Oh! Si tu avais su reconnaître toi aussi, au moins en ce jour, ce qui aurait pu t'assurer la paix! Mais tout cela maintenant est caché à tes yeux. Luc 19, v. 42.
Jésus était entré en triomphe à Jérusalem; la ville avait été secouée jusqu'en ses fondements. Mais elle cachait dans ses flancs un sanctuaire étrange : l'orgueil et la suffisance des Pharisiens; et ce n'était qu'un sépulcre blanchi.
Qu'est-ce donc qui m'aveugle, moi aussi, en ce jour ? Quelle est la secrète idole qui occupe mon cœur ? Bien des fois Dieu a voulu la renverser, mais j'ai tenu bon, obstinément. L'idole est toujours là. Je ne sais pas reconnaître ce qui pourrait m'assurer la paix. C'est une terrible chose d'être en présence du salut, et que nous rejetions l'Esprit de Dieu, et que nous aggravions notre culpabilité.
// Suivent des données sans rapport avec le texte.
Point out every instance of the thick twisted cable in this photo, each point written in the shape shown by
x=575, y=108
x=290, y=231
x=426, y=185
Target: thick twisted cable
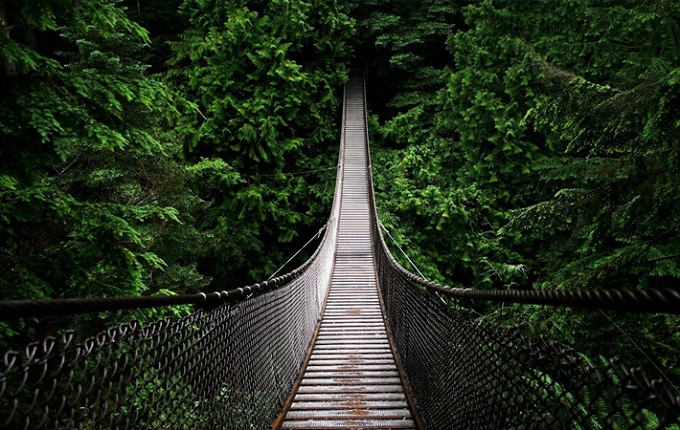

"Si tu avais su!" Oh! le dernier appel de Dieu! Oh! les pleurs de Jésus! Dieu nous rend responsables parce que nous n'avons pas su reconnaître le salut qu'il nous offrait. Et pourquoi ? Parce que nous avons maintenu en nous l'idole. Ce qui aurait pu être et qui n'a pas été : tristesse infinie. Dieu n'ouvre jamais les portes que nous avons fermées. Il en ouvre d'autres, mais Il nous rappelle qu'il y a en nous des portes fermées par notre faute, des obstacles, des souillures qui n'auraient jamais dû y être. Que ce rappel ne nous effraie pas. Le souvenir de nos manquements est un instrument dont Dieu se sert pour nous corriger, pour nous avertir, pour nous redresser. "Ce qui aurait pu être" devient entre Ses mains le germe fécond de ce qui sera. Dieu nous cultive.